Вечерний морозец на воле выжимал воду: льды с хрустом подымались над закоченелыми бережинами, как невиданные звери, грудились в ропаки, испуская длинный стон. Куржак рисовался на бычьем пузыре окна, освещенный неверной луной. На воле-то синё, смертно, морозно, а тут, подле каменицы да под овчинами, как хорошо слышать пусть стонущее, но свое тело. «Брат-цы-ы, живы ведь мы!»
Сам же хозяин и нарушил внезапно поминальную тишину и, укрепив бодростью голос, вскричал:
– А что, мила-и!.. Нам ли на жизнь жаловаться? Мыто живы и солнушко увидим, а?
– Оно конечно – неча скулить, – согласно поддержали из темноты.

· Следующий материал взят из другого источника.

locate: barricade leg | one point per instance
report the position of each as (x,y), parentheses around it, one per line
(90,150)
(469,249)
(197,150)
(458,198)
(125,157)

По последнему насту сын пригнал лошадей. Загрузились, зарылись в сена, закутались в малицы да совики, никакому морозу пушкой не прошибить – и с миром прибыли в Зимнюю Золотицу к избе Нахалова. Заехали на взвоз; Нахалов садил мужиков на закорки и таскал в светелку, жарко натопленную к приезду страдальцев. Повалил всех на полу (уже и постели были налажены) и, не призывая на помощь жену, сам обиходил болезных, накормил с ложки, в нужде помог. И еще с неделю ходил за нечаянными гостями и словом худым не попрекнул. А как понял, что ожили постойщики, вернулись к жизни, выправил себе отпускной билет у волостного старшины и по первой воде сплавил страдальцев в Архангельский город. Но на той же неделе задержали Доната на пристани, потребовав вид на жительство иль отпускной билет.